Purpose: To investigate the optimal frequency of imaging during follow-up to detect glaucoma progression by characterizing variability (noise) in neuroretinal rim area (RA) measured by Heidelberg Retina Tomograph (HRT; Heidelberg Engineering, Heidelberg, Germany).
Methods: RA noise was estimated from patient data and characterized by fitting theoretical distributions to the observed data. Multilevel regression was used to determine factors that significantly affect noise. Computer simulations of disease progression were performed by adding noise generated from the distribution derived from the observed data to the average rate of loss in RA estimated from longitudinal data. Rates of detection of disease progression were investigated for various progression rates, follow-up periods, and rates of imaging.

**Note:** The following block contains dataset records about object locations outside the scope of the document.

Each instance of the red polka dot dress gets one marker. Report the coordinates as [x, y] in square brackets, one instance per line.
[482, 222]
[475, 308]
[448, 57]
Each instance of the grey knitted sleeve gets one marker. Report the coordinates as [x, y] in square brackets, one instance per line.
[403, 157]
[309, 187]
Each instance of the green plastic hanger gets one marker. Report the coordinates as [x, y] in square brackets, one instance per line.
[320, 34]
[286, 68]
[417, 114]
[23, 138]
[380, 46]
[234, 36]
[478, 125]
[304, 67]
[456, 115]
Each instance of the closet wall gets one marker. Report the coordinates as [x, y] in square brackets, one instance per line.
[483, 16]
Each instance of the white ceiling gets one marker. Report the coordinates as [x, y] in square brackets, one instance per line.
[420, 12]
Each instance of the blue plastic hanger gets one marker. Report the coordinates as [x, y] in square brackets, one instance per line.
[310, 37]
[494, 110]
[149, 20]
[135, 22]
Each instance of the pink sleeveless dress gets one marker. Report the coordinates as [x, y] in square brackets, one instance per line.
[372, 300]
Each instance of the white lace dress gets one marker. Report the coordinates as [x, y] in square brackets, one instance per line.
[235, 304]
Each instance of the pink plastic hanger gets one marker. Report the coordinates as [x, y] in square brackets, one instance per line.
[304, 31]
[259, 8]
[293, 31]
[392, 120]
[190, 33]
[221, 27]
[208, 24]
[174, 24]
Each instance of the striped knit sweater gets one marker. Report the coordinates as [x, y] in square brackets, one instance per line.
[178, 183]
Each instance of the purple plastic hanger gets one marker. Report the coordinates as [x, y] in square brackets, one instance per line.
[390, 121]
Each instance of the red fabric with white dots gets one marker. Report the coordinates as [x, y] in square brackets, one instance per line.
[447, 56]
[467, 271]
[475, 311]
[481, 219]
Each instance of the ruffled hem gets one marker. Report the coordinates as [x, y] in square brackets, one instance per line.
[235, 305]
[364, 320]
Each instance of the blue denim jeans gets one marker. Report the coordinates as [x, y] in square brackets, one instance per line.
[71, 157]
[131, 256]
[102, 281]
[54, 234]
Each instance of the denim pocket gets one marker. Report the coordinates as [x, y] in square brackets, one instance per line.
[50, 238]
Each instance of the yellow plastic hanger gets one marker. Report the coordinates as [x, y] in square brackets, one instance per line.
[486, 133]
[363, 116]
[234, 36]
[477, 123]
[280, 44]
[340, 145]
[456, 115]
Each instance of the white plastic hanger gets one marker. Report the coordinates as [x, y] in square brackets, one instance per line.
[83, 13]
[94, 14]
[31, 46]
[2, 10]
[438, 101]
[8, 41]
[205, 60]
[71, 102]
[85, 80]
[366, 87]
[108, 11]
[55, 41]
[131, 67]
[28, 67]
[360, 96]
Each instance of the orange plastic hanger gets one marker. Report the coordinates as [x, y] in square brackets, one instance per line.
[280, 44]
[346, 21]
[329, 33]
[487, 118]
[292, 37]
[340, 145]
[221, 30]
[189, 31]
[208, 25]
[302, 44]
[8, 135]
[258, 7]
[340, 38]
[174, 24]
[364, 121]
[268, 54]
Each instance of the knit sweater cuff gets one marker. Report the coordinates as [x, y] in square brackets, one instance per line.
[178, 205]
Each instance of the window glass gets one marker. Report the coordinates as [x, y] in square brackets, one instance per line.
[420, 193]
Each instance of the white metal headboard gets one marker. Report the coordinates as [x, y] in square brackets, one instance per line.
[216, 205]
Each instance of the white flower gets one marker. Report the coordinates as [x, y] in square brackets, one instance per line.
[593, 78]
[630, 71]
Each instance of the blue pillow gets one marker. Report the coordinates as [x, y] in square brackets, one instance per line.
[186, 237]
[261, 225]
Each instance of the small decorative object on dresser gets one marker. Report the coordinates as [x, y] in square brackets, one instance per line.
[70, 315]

Results: Noise was not normally distributed and was best characterized by the hyperbolic distribution, which fit averages well while allowing for extreme values. Noise was greatly influenced by image quality, but age did not have a significant effect. Rates of detection improved for more frequent imaging, better quality images, and faster rates of disease progression.
Conclusions: Noise in HRT measurement of RA is well characterized by the hyperbolic distribution. Sensitivity of detection improves with more frequent testing, but if consistently poor-quality images are yielded for a patient, the probability of detection is low. Results from this work could be used to tailor individual follow-up patterns for patients with different rates of RA loss and image quality, especially in a clinical trial setting.